Pada bulan Juni, Khartoum memberi waktu 60 hari kepada perusahaan minyak untuk berhenti mengangkut minyak mentah dari Sudan Selatan melalui pipa ekspor Sudan setelah Presiden Omar al-Bashir menuduh pemerintah Juba mendukung pemberontak di utara.
Namun, terdapat kebingungan mengenai apakah 60 hari tersebut hanya sekedar periode peringatan, dengan kemungkinan penutupan setelah tenggat waktu tersebut, yang akan berakhir sekitar tanggal 7 Agustus.
Sebuah sumber yang dekat dengan industri minyak mengatakan pada hari Rabu bahwa persiapan penuh untuk menutup pipa belum dimulai dan minyak mentah masih mengalir.
“Ya, itu mengalir,” kata sumber itu.
Seorang analis minyak sebelumnya mengatakan kepada AFP bahwa diperlukan waktu 45 hari untuk menyelesaikan penutupan tanpa merusak infrastruktur.
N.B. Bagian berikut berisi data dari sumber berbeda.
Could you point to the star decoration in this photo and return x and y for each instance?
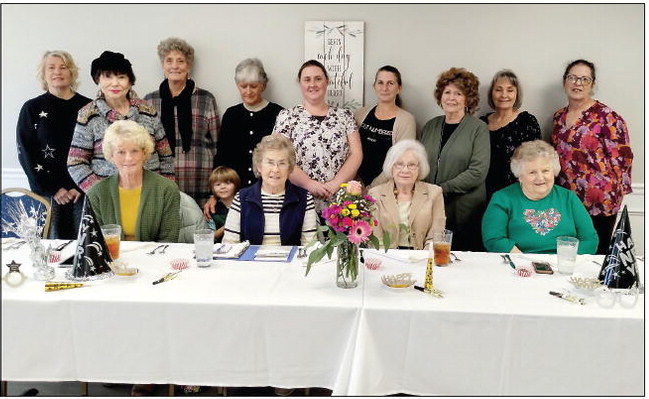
(48, 152)
(14, 267)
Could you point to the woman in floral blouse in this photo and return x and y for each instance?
(326, 140)
(593, 145)
(509, 127)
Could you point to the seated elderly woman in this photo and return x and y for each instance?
(406, 200)
(529, 216)
(144, 203)
(273, 211)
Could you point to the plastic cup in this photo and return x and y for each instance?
(113, 236)
(203, 246)
(567, 254)
(442, 247)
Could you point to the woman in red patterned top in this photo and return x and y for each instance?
(593, 145)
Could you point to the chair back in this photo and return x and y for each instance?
(191, 218)
(16, 201)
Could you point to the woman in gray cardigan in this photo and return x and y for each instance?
(458, 152)
(382, 125)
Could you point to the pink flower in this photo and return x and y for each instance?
(359, 232)
(354, 188)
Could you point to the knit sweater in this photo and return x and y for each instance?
(158, 216)
(43, 137)
(512, 219)
(86, 162)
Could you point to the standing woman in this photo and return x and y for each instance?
(382, 125)
(593, 145)
(190, 119)
(115, 101)
(43, 137)
(327, 143)
(509, 127)
(245, 124)
(458, 153)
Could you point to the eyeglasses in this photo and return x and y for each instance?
(410, 166)
(273, 164)
(585, 80)
(607, 297)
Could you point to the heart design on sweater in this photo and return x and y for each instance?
(542, 221)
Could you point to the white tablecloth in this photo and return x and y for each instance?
(257, 324)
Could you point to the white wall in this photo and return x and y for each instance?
(422, 40)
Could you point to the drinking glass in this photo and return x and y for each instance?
(567, 254)
(442, 247)
(203, 245)
(112, 235)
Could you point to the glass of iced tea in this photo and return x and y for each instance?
(442, 247)
(112, 235)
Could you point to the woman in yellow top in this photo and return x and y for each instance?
(145, 204)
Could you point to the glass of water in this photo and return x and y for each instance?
(203, 245)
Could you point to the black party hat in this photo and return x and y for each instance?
(91, 259)
(620, 269)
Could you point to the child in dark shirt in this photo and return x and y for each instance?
(225, 183)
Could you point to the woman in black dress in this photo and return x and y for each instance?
(508, 127)
(43, 135)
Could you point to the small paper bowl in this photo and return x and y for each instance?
(121, 269)
(585, 286)
(373, 263)
(398, 281)
(179, 263)
(55, 257)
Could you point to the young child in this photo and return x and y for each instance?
(225, 182)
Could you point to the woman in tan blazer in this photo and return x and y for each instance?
(408, 209)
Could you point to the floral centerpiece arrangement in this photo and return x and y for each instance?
(349, 223)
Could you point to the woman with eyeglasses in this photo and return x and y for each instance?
(593, 145)
(405, 200)
(273, 211)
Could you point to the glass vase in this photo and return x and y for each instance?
(347, 265)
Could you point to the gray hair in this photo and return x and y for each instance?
(250, 70)
(513, 79)
(401, 147)
(123, 130)
(273, 142)
(176, 44)
(532, 150)
(67, 60)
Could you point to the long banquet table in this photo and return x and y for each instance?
(241, 323)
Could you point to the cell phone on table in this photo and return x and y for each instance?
(542, 268)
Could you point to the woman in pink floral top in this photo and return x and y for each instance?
(593, 145)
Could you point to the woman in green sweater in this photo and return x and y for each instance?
(458, 150)
(529, 216)
(145, 204)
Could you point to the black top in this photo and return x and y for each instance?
(241, 130)
(376, 139)
(44, 133)
(503, 143)
(447, 131)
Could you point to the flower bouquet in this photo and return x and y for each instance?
(349, 223)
Juba menyangkal bahwa dia mendukung pemberontak dan, pada gilirannya, mengatakan Khartoum membantu pemberontak di wilayah selatan.
Para pengamat mengatakan bahwa kedua pemerintah sebenarnya saling membantu pemberontak satu sama lain.
Uni Afrika dan blok Afrika Timur, Otoritas Antarpemerintah untuk Pembangunan, meresmikan sebuah panel pada hari Senin untuk menyelidiki tuduhan dukungan pemberontak dari masing-masing pihak.
Negara-negara regional juga telah mulai menentukan garis tengah zona penyangga demiliterisasi yang harus membentang sepanjang 2.000 kilometer (1.250 mil) perbatasan antara kedua negara.
Zona penyangga dirancang untuk memotong dukungan pemberontak lintas batas.
Sementara proses ini dan penyelidikan terhadap dugaan dukungan pemberontak sedang berlangsung, AU dan IGAD meminta kedua negara “untuk menahan diri dari tindakan sepihak”, sebuah pernyataan AU mengatakan pada hari Senin.
Sudan Selatan memisahkan diri dua tahun lalu dengan sebagian besar produksi minyak negara yang dulunya bersatu itu, namun jaringan pipa dan terminal ekspor Laut Merah tetap berada di utara.
Setelah perselisihan biaya dan bentrokan perbatasan yang berulang kali terjadi, Sudan Selatan kembali memompa minyaknya pada bulan April, yang perlahan-lahan mulai dipindahkan ke terminal Port Sudan.
Pendapatan ekspor Korea Selatan, dan biaya yang harus dibayarkan kepada Khartoum untuk penggunaan infrastruktur tersebut, berpotensi bernilai miliaran dolar bagi kedua negara miskin tersebut.
“Prioritas pemerintah Sudan adalah pemberontakan; kecil kemungkinannya akan ada perkembangan positif dalam negosiasi dengan Sudan Selatan… jika hal ini terus berlanjut,” kata Small Arms Survey, sebuah proyek penelitian independen yang berbasis di Swiss, bulan ini. sebuah pengarahan. .
Sebelumnya pada bulan Juli, Khartoum memindahkan Ahmed Haroun, gubernur Kordofan Selatan, untuk mengambil alih pengelolaan wilayah asalnya, Kordofan Utara.
Haroun dicari oleh Pengadilan Kriminal Internasional di Den Haag atas 22 dakwaan kejahatan perang dan kejahatan terhadap kemanusiaan yang diduga dilakukan di Darfur.